Doctors across Hertfordshire have moved to a mix of telephone and virtual appointments, as well as traditional face-to-face meetings since the outbreak of Covid-19.

In a meeting of the Hertfordshire Health and Wellbeing Board last week, it was suggested that technology may be here to stay.

Deputy head of the board, chairman of Herts Valleys CCG and Elstree and Bushey GP Dr Nicolas Small said it was important to understand the "enormous changes" the practices have made in the way that they communicate with their patients.

He said a virtual appointment could be as good - and sometimes better - than a traditional face-to-face, he also added they were "absolutely vital" in acute and mental health settings, in terms of getting access to medical opinions, advice and treatments.

But he stressed he was not under-estimating how important a face-to-face appointment could be and that there were particular instances where GPs would need to see patients.

He said that while sometimes people may have thought GPs were closed, in fact – with adequate PPE and the right precautions – GPs were continuing to see patients inside their premises.

Chairman of the East and North Herts CCG, Stevenage GP Prag Moodley said in his area most practices are operating by using the triage model.

He said: "Patients phone in for appointments, they go on a triage list and either the problem gets solved or they call for a face-to-face appointment, a video consultation or an e-consultation.

"The pandemic has accelerated the use of all of these technologies, which is good.

"I think going forward post-Covid – if there is a post-Covid period – the way we practise will change and hopefully will continue this way, where our patients will have easier access in getting advice and guidance very early on and those that need face to face will get seen much quicker."

Dr Moodley and Dr Small made these comments in response to a question from deputy leader of the county council Cllr Teresa Heritage.

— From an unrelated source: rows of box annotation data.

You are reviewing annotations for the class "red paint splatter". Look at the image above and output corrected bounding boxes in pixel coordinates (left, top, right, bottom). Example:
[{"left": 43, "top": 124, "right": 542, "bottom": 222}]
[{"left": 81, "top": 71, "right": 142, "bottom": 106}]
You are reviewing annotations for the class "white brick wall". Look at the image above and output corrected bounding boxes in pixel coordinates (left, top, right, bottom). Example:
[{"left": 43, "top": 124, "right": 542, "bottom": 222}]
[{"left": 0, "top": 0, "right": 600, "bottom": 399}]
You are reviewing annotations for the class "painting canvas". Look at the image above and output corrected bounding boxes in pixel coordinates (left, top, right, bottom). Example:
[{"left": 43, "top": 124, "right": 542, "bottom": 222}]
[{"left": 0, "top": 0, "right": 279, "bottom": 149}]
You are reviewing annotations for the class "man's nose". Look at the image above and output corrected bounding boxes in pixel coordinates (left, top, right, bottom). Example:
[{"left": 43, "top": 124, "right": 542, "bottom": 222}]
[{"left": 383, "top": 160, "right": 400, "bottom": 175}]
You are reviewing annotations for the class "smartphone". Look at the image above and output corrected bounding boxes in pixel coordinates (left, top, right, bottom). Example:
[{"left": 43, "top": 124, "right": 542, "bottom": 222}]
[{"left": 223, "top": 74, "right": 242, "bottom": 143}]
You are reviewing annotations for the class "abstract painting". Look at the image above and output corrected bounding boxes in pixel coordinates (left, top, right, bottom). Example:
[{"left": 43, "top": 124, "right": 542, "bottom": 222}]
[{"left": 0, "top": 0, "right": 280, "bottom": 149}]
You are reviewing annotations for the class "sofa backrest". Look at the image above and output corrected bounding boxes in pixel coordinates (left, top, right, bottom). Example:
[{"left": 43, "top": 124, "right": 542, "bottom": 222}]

She praised her own GP surgery in relation to virtual appointments and said they had been working "really well" and said the appointments gave patients peace of mind quite quickly by being able to speak to a GP.

But questioned whether there was consistency across the county around the use of these appointments - how they are obtained and how they are used.

Representing the voluntary sector chief executive of the Hertfordshire Independent Living Service, Sarah Wren, acknowledged the positive use of technology for many people – but not all.

She said: "Technology has be a really positive thing for many people in Hertfordshire and they are really engaging with it and definitely it’s one of the things we all need to keep.

"But there are people who are not able to engage with technology and also are so fearful of what’s happening that they are not seeking help from any services, which they really need to."

Ms Wren suggested to the board there was a need to prioritise pro-actively trying to get to these members of the population to ensure they are receiving the help that’s needed.

She then suggested the voluntary, community and social enterprise (VCSE) organisations may be a very important part of that.